About the project
Objective
This research project aims to develop, implement, and validate an integrated AI-based predictive maintenance and life cycle assessment framework for smart buildings. Using the KTH Live-In Lab, a highly instrumented student residential facility in Stockholm, as a testbed, the project will leverage real-time data from over 150 sensors collecting data every 10 minutes to model degradation in HVAC, piping, and other technical systems. The goals are to:
- develop accurate machine learning models for predictive maintenance,
- link these models to dynamic LCA to estimate the net environmental and economic impacts, including the extension of building component lifespans and cost savings,
- evaluate trade-offs in sensor deployment.
- identify an optimal balance between performance improvement and environmental footprint.
Background
Buildings account for a significant portion of global energy consumption and greenhouse gas emissions, making them a critical focus for sustainability efforts. Digital solutions, such as building monitoring systems, provide opportunities to optimize energy use and operational efficiency. However, their environmental implications, including production, operation, and disposal, remain largely underexplored. This interdisciplinary research aims to address this gap by developing, implementing, and validating a novel framework that combines predictive maintenance with LCA. This framework will quantify the net environmental impacts of Information and Communication Technology (ICT) systems in buildings, offering a comprehensive approach to assess both benefits and burdens.

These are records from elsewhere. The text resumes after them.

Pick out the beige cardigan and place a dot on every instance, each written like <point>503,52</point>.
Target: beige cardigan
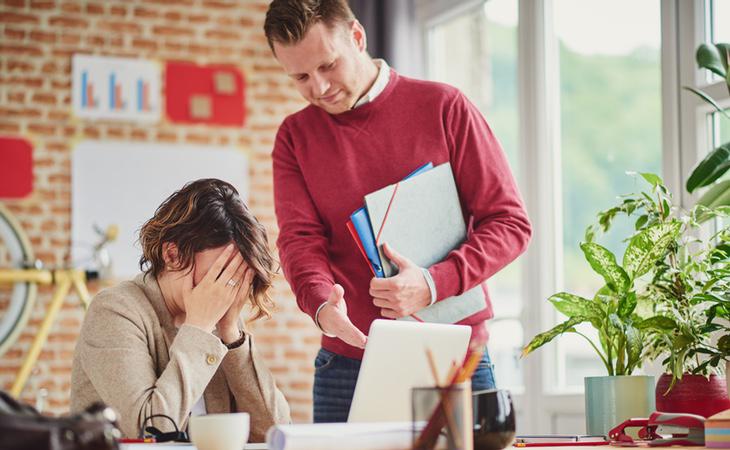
<point>130,356</point>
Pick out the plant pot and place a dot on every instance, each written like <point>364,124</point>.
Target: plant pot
<point>611,400</point>
<point>693,394</point>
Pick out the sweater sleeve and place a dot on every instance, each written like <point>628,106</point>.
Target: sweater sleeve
<point>490,199</point>
<point>254,389</point>
<point>302,240</point>
<point>114,353</point>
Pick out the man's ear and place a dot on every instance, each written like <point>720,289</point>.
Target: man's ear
<point>359,37</point>
<point>170,255</point>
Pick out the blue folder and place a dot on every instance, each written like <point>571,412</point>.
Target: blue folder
<point>361,222</point>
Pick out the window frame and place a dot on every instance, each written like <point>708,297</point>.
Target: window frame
<point>684,142</point>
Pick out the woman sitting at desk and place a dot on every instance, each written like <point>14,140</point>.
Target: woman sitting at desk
<point>147,346</point>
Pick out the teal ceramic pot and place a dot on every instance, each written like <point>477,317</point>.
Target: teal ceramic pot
<point>611,400</point>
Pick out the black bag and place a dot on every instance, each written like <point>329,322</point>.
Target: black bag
<point>22,427</point>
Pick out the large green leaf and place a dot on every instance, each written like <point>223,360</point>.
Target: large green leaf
<point>626,305</point>
<point>659,323</point>
<point>543,338</point>
<point>633,349</point>
<point>604,263</point>
<point>717,195</point>
<point>712,58</point>
<point>573,305</point>
<point>715,164</point>
<point>648,247</point>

The project leverages the KTH Live-In Lab, a student housing testbed in Stockholm equipped with over 150 sensor data points recorded every 10 minutes, to harness real-time data and advanced machine learning algorithms. These tools will predict failures in building subsystems, such as heating, ventilation, and piping systems, with the goal of extending their functional lifespan, reducing maintenance costs, and optimizing energy and material use. Using LCA methodology, the study will critically evaluate the environmental costs of digital infrastructures, including sensors and communication hardware across their lifecycle. By introducing dynamic feedback between maintenance strategies and environmental performance, the project will provide insights into direct impacts and broader trade-offs, supporting sustainable building practices.

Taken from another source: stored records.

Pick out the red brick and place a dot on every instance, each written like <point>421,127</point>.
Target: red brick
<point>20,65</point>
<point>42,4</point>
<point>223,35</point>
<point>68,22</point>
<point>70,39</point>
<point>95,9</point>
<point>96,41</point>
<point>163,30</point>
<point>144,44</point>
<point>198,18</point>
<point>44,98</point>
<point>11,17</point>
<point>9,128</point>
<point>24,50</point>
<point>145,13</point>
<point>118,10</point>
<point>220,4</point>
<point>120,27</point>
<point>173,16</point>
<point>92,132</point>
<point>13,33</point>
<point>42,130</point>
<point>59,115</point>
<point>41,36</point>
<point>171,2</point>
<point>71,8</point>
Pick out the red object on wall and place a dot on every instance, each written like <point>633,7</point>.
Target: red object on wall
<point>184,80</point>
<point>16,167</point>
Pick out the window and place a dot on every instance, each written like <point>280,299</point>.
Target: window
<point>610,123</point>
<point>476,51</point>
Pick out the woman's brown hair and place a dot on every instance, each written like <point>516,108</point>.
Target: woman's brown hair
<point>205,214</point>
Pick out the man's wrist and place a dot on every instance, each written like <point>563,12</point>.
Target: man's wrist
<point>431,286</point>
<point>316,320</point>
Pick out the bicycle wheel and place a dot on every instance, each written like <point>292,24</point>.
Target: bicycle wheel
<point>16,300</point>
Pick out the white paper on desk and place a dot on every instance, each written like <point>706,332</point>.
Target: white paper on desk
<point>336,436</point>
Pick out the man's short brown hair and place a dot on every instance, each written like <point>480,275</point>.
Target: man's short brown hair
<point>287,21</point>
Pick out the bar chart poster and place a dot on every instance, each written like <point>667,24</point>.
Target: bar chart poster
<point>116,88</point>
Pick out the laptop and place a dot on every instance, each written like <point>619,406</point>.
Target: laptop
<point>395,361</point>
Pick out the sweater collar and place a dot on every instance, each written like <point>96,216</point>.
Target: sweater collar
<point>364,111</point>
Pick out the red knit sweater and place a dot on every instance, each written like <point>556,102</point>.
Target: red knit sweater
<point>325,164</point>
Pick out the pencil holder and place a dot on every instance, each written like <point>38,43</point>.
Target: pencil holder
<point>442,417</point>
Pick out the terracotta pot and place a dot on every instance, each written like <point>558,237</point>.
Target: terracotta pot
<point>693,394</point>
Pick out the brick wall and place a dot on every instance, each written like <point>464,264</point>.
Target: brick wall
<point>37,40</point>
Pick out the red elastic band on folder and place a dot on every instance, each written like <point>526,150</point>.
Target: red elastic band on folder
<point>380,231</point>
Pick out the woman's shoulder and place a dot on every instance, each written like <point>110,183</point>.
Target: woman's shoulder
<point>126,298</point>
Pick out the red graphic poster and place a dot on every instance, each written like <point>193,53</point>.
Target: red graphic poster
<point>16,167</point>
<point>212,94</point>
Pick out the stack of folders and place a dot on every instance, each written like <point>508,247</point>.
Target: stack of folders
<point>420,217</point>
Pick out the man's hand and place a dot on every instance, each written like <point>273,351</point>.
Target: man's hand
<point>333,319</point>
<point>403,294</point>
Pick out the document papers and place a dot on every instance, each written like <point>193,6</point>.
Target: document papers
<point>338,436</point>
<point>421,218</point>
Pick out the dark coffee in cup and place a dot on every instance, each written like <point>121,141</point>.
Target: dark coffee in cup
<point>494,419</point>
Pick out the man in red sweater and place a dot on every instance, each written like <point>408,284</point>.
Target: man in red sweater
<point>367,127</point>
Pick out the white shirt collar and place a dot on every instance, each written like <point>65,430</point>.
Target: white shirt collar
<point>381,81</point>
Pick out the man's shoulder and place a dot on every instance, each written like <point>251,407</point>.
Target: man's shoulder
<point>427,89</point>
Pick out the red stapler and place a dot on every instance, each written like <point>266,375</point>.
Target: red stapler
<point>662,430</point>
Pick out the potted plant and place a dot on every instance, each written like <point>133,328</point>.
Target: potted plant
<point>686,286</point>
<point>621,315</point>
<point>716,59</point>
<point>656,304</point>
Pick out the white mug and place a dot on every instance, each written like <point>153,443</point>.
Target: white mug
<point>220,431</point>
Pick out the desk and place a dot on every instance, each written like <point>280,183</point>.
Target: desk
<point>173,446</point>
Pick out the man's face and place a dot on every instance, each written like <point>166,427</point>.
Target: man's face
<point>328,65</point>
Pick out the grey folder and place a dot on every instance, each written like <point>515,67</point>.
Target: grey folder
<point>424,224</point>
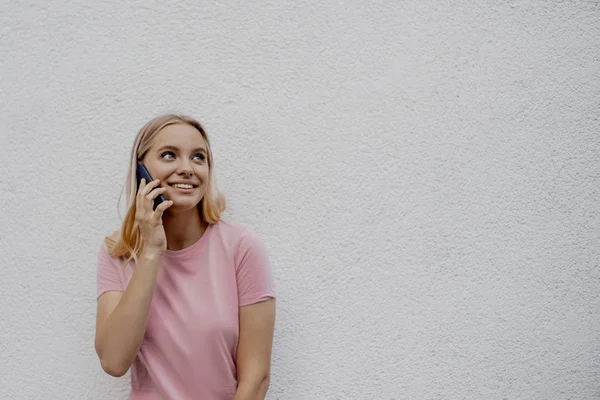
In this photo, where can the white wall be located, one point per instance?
(424, 174)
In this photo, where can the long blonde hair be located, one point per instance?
(129, 242)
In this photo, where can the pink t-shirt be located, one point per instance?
(189, 348)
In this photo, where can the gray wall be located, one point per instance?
(425, 176)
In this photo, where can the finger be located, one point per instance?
(138, 204)
(149, 186)
(161, 208)
(154, 193)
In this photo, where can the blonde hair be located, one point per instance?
(129, 242)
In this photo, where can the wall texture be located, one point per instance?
(425, 176)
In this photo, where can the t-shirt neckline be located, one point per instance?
(178, 254)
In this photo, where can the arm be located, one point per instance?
(257, 323)
(122, 317)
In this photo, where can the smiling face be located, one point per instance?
(179, 158)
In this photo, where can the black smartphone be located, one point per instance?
(142, 172)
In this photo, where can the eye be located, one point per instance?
(200, 156)
(168, 153)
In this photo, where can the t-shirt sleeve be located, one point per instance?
(109, 277)
(253, 270)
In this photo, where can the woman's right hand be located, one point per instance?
(150, 220)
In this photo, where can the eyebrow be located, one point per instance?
(198, 149)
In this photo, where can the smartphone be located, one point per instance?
(142, 172)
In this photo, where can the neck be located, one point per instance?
(183, 229)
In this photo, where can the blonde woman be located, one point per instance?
(185, 299)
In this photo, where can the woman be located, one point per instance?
(184, 299)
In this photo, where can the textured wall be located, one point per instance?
(425, 177)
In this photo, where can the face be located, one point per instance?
(179, 158)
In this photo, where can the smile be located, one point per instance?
(183, 186)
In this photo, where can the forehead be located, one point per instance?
(179, 135)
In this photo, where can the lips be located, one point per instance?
(182, 185)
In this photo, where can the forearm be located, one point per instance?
(124, 329)
(255, 389)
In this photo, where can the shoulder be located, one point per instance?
(111, 240)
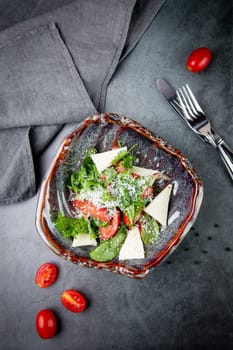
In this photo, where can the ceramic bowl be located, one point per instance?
(103, 131)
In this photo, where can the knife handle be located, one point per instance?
(226, 154)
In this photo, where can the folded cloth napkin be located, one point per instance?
(54, 70)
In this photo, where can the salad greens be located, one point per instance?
(108, 204)
(107, 250)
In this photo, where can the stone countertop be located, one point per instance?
(185, 303)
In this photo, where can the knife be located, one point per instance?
(170, 95)
(225, 152)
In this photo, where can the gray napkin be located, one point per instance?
(54, 70)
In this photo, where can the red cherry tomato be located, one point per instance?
(73, 300)
(46, 275)
(88, 208)
(127, 220)
(107, 232)
(199, 59)
(46, 324)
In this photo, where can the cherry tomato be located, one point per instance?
(107, 232)
(88, 208)
(127, 221)
(73, 300)
(46, 324)
(46, 275)
(199, 59)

Crossdisciplinary collaboration
This project introduces a novel integration of AI-based predictive maintenance with real-time LCA modeling, which is bridging gaps between building engineering, environmental science, and digitalization. The collaboration between the research team enables the assessment of both operational performance and environmental trade-offs, producing actionable insights for industry and policy. With established access to the KTH Live-In Lab, the team benefits from a high-resolution sensor network and a sophisticated BMS, essential for testing and validating predictive models. Additionally, tools such as SimaPro/OpenLCA and KTH’s computing infrastructure support advanced modeling and simulations.